Don’t you just love a good Starbucks Strawberry Frappuccino? Mmm…delicious strawberry coloring and taste, the crushed beetles are so authentic. Crushed beetles? Yes–I mean how did you think they manufactured that pink strawberry-like coloring? Oh…ha ha ha…you thought fresh strawberries? Oh heavens, and did you think Chicken McNuggets were chicken?…

Well it looks like hordes of non-discerning consumers–oddly many vegans–are upset that Starbucks uses crushed-up beetles to make their unusually pink drinks pink.

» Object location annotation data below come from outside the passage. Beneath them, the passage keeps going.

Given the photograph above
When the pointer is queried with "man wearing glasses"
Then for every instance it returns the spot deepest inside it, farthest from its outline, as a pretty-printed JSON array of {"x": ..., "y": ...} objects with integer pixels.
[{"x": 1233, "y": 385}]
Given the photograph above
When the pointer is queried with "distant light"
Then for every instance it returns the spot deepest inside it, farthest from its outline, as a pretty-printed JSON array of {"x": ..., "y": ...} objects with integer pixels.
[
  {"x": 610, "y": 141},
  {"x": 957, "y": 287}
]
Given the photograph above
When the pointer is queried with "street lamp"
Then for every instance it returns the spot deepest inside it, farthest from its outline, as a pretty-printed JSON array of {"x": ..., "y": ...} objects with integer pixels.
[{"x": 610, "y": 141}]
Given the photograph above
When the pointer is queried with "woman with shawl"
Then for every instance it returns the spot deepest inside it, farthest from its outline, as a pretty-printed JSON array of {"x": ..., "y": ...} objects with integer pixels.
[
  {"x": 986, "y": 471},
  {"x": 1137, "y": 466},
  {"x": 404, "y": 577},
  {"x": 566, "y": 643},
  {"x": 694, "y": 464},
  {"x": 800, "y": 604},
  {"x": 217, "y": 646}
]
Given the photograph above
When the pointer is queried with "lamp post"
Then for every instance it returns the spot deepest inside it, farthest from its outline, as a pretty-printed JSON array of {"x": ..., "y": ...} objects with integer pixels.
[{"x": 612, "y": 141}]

I guess being vegetarian doesn’t require any complex understanding of food–you know, like the natural coloring of fruit is not maintained once its structure is disrupted (it’s kind of observational…apple turns brown when you bite it…). Consequently, they gotta use something artificial to make artificial drinks.

“Natural” Cochineal Beetles

Soooo….since Starbucks relies so heavily on its non-discriminating customers, and it wouldn’t think of continuing to offend such pure dietary champions as its vegetarian base, it has decided to stop its practice of using crushed up cochineal beetles. Bravo! Now they can use chemicals like everybody else!

And Starbucks’ vegan customers can continue to fool themselves into believing that they are actually drinking strawberries–yay! Ha ha ha…human folly.